In a 2012 exhibition at Tate Britain, writer and critic Brian Dillon turned curator to chart the “mournful, thrilling, comic and perverse uses of ruins in art from the seventeenth century to the present day”. People, myself included, are fascinated with the ruin and what it represents. Tonight at Output Gallery, artist Michael Lacey (who we interviewed back in 2012) presents a new series of collage works, and continues his own decade-long exploration of what ruins represent and why they continue to enthral.

Friday – Tai Shani: Dark Continent Performance 6.30pm @ Nottingham Contemporary – FREE (Booking Required)

In case you haven’t already noticed, the patriarchy isn’t working. In fact, it’s broken beyond repair. Artist Tai Shani, keenly aware of this, has drawn on Christine de Pizan’s 1404 proto-feminist text The Book of the City of Ladies, to produce Dark Continent. Like the book, this new work presents an allegorical city of women – “a space and time where sensation and interiority lead the way for a possible post-patriarchal future”.

Tai Shani, Dark Continent SEMIRAMIS- Performance, 2018. Commissioned by Glasgow International 2018 – produced in collaboration with Nottingham Contemporary. Image Keith Hunter P

Saturday – SELF/PORTRAIT PARTY! 6-8pm @ Open Eye Gallery, Liverpool – FREE (WAITLIST)

Is taking a ‘selfie’ a feminist act? Do you think that selfies are causing an increase in narcissism or mental health problems? Hell, are selfies just a way for Instagram to make big bucks? Tonight, join our co-editor Laura, artist Teresa Eng (of Open Eye’s Snapchat To WeChat exhibition), Philosophy and Sociology PhD student Laura Harris, and make-up artist Aistė Jukštaitė for a rotating set of conversations around the contemporary self portrait – in the context of three areas: body, tech and culture – amid free drinks and make-up demos.

Philophobia Music’s End of 10 Years Bash @ Warehouse 23, Wakefield – £8 adv/£10 OTD

An independent record label founded in Wakefield, Philophobia Music was established in 2008 by Rob Dee. This year they celebrate their 10-year anniversary with a best-of compilation, and the publication of a book looking back over the highs and lows of a decade operating in indie music. This weekend, they mark the milestone with a special “End of 10 Years Bash”, which brings many of their current roster together. Check out our interview with Rob, and hear more from the label in a special playlist, here.

Sunday – Vienna Festival Ballet Present The Nutcracker 2.30pm @ Warrington Parr Hall – £12.50/£17.50/£19.50

Had your first mince pie of the season yet?

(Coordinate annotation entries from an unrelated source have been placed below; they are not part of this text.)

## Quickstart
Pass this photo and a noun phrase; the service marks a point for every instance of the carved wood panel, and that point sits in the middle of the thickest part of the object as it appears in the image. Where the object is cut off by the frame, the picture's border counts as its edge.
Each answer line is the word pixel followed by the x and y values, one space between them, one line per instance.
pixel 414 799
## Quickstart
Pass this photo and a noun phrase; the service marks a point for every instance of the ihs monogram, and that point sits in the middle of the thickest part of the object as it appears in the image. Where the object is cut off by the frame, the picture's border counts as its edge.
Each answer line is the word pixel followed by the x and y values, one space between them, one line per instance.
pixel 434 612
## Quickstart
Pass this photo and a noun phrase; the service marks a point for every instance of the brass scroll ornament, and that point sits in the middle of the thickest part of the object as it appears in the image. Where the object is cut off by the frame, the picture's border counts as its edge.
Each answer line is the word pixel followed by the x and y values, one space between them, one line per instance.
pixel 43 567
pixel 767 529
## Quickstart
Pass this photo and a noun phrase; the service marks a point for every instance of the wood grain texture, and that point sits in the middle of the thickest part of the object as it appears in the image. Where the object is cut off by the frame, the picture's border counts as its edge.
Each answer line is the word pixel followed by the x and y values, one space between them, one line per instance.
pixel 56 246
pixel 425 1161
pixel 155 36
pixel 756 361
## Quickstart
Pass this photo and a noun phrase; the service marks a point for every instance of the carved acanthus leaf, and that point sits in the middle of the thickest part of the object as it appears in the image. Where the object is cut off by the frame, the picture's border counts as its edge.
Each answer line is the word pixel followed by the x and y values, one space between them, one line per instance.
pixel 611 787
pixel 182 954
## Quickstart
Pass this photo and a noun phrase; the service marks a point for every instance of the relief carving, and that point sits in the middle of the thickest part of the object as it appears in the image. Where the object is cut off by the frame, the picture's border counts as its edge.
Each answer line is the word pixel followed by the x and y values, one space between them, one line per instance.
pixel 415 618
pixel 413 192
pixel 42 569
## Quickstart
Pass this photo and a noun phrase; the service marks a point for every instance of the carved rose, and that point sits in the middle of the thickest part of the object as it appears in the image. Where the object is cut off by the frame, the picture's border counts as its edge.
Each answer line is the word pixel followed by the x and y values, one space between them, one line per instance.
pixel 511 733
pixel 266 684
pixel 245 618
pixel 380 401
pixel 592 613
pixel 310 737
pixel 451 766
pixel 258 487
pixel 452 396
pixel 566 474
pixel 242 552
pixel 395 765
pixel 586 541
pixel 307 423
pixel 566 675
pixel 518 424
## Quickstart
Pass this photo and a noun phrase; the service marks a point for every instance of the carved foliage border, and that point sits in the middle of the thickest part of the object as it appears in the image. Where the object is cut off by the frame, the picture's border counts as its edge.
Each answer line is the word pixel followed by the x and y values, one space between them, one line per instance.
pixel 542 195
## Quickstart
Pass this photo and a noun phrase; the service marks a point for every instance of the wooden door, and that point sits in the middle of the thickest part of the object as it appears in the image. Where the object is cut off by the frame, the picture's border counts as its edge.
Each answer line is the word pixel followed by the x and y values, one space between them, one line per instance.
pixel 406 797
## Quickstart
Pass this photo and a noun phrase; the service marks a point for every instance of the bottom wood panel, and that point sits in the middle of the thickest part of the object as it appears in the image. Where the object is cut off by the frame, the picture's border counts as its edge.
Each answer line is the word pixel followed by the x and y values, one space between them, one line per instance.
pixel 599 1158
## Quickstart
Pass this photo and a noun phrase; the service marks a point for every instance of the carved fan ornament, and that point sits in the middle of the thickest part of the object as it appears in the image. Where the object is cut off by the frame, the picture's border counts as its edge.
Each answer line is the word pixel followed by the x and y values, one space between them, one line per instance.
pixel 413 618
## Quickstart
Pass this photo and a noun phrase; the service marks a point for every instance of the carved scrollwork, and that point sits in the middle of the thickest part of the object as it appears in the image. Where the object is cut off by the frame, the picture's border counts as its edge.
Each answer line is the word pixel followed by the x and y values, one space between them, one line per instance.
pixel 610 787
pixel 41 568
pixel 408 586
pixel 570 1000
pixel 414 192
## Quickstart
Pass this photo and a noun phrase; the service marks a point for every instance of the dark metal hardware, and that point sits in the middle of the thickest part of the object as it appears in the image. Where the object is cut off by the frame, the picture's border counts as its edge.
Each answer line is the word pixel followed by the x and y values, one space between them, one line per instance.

If the festive spirit is coming on strong, the options by which to revel are mounting. From screenings of Die Hard and Gremlins, to panto and carolling, you can’t move for Christmas programming right now. Warrington’s Parr Hall contributes The Nutcracker, whose story begins on Christmas eve. Complemented by Tchaikovsky’s famous score, the fairy tale whisks us – like its protagonist – into a strange parallel world.